In a move that's been expected for a few months now, Goldman Sachs on Sunday slashed its fourth-quarter growth forecast to 1.8 percent - a cut of 20 basis points. The company admitted that the decision was affected by fears surrounding a potential global recession as brought about by the trade war.

According to CNBC, Goldman Sachs chief U.S. economist Jan Hatzius said the bank is expecting a much bigger impact from the trade war now that tensions between China and the U.S. have been escalated.

"The drivers of this modest change are that we now include an estimate of the sentiment and uncertainty effects and that financial markets have responded notably to recent trade news," Hatzius said of the lower growth forecast.

Hatzius is believed to be referring to recent talks among economic experts and investors about the possibility of a global recession.
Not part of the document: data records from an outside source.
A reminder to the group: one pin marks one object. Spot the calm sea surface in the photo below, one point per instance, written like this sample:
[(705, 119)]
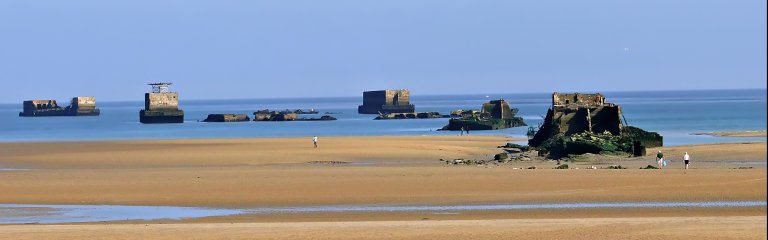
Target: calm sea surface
[(674, 114)]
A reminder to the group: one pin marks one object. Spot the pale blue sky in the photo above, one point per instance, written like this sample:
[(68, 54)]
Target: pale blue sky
[(266, 49)]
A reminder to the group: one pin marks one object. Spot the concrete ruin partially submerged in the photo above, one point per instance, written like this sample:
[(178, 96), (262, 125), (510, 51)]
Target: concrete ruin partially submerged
[(413, 115), (296, 111), (386, 101), (161, 105), (493, 115), (585, 123), (283, 116), (79, 106)]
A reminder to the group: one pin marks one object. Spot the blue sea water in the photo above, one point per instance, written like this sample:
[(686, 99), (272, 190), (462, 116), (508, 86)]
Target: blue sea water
[(674, 114)]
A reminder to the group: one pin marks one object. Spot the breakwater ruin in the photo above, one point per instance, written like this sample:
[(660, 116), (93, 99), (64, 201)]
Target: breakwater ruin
[(578, 123), (386, 101), (161, 105), (493, 115)]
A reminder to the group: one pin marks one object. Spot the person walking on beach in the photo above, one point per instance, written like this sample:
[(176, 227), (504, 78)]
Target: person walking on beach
[(659, 159)]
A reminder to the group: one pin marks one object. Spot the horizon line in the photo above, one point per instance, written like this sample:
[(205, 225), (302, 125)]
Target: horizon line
[(432, 94)]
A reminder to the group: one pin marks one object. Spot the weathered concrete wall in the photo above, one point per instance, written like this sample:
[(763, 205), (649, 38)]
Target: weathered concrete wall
[(161, 101), (564, 99), (498, 109), (84, 104), (584, 123), (386, 101), (274, 116), (227, 118), (495, 114)]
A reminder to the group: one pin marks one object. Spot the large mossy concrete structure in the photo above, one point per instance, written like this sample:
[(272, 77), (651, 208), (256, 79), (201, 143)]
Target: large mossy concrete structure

The debates came up after U.S. President Donald Trump shocked markets when he announced 10 percent tariffs on the rest of the Chinese goods that have not been tariffed yet.

"Fears that the trade war will trigger a recession are growing," Hatzius pointed out, echoing sentiments of other analysts regarding the supply chain disruption that new tariffs on $300 billion worth of Chinese products will bring.
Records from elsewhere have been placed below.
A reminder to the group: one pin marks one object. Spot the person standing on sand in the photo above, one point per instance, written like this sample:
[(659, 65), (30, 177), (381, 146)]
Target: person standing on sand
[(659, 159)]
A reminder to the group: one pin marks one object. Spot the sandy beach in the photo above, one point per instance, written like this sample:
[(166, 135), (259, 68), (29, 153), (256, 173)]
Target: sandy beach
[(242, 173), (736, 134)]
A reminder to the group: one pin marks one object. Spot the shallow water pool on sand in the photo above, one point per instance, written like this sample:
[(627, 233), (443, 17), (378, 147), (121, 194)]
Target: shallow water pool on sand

Last week, Goldman Sachs already predicted that the White House will most likely pursue tariffs going into affect by September. The international banking group further said it is not expecting a China-U.S. trade deal before Trump battles it out at the 2020 election.

Meanwhile, Chinese consumers are expected to remain cautious of their spending behaviors as uncertainties revolve around income growth and new job availabilities.

Economic analysts are expecting China's consumer spending to weaken further for the entire year. They further explained that the slower consumption in the country is the result of lower investments in manufacturing.

Senior China Economist at Capital Economics, Julian Evans-Pritchard, stressed that at this point in the trade war, the consumer may no longer have the capacity to "rescue" the Chinese economy.

Evans-Pritchard explained that "the consumer is also suffering from the trade war," which could hamper expectations that consumption can help curb the impact of the escalated trade dispute.

Many analysts have frowned at Trump's tactics in the trade war. Professor and Director of the Center for Sustainable Development at Columbia University, Jeffrey Sachs, pointed out that Trump's strategies are a form of "economic manipulation."

Sachs explained that contrary to Trump and Washington's claims that China is a "currency manipulator," the reason why the country allowed the yuan to depreciate is that Beijing is looking for ways to stabilize the country's growth despite continued attacks from the U.S.